Treating people with false-positive skin tests as though they were truly infected incurs tremendous cost. It is not just the child who must be evaluated and treated; it also the child's family. And with public health departments increasingly strapped for funds and manpower, evaluating the families of children with false positive skin test results is a low priority, Starke said.
"This means the TB skin test is very useful for high risk children and next to useless and I may even submit to you harmful for low-risk children," Starke said. "I believe it actually does more harm than good because we don't have kids in the suburbs dying from TB. That is not what is happening. I take care of between 40 and 80 children a year with active TB and virtually none of the cases would have been prevented through any kind of screening program that ever has been set up.
"Screening has been de-emphasized by the CDC and AAP over the last few years," he continued. "It is a terrible test for low-risk children. Mass screening is probably not cost beneficial unless the mass infection rate is greater than 30% and you have more than 65% adherence to therapy; in other words, the treatment actually does some good. The only group of individuals who may fit this bill in certain communities are foreign-born children. School-based testing as mass testing is a horrible idea. One may use the schools to reach certain groups of high-risk children, and I am not underestimating the moral, social, and ethical problems that this causes, but in terms of a strategy it is what makes the most sense. Mass testing of children is a bad idea."
So what is the answer? The CDC and AAP devised an alternative method for evaluating skin tests depending on the child's risk for infection. For example, a 5-mm reaction is considered a positive result in people who are at the highest risk for developing disease.
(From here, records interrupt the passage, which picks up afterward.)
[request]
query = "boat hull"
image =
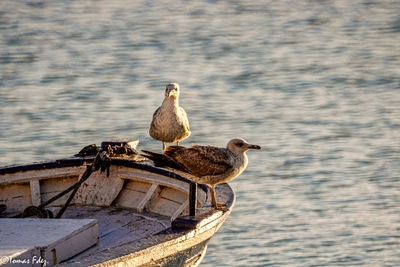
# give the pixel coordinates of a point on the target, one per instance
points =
(134, 188)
This highest risk population includes people who are immunocompromised, those who are in close contact with someone who has TB, or those who are suspected of having TB. Although this recommendation may create more false positive results, it may help ensure that those most at risk for developing the disease will be identified.
At the other end of the spectrum, Starke suggested no testing for children at low risk for infection. Pediatricians uncomfortable with that suggestion or those living in areas with a prevalence of TB, or for children whose history of exposure is unknown, may test children before entry into school or at adolescence. Testing children at 1 year of age is no longer endorsed by the AAP.
Children at high risk for infection should be tested periodically every two to three years; annual testing is not recommended.
When a child does have a positive skin test, the pediatrician must take a thorough history to determine whether the child had in fact been exposed to TB. A good physical exam is imperative; signs and symptoms are often absent in children, and about one fourth of cases are extrapulmonary. In addition to assessing the child physically, pediatricians must also evaluate whether the child and family will adhere to treatment regimens.
"How do we treat TB infection? Still pretty much good old isoniazid, unless you know for a fact that the person [the child] got it from has isoniazid-resistant TB," Starke said. "This is where the health department should help you. For the majority of children, you will not have a source case and isoniazid is the treatment of choice."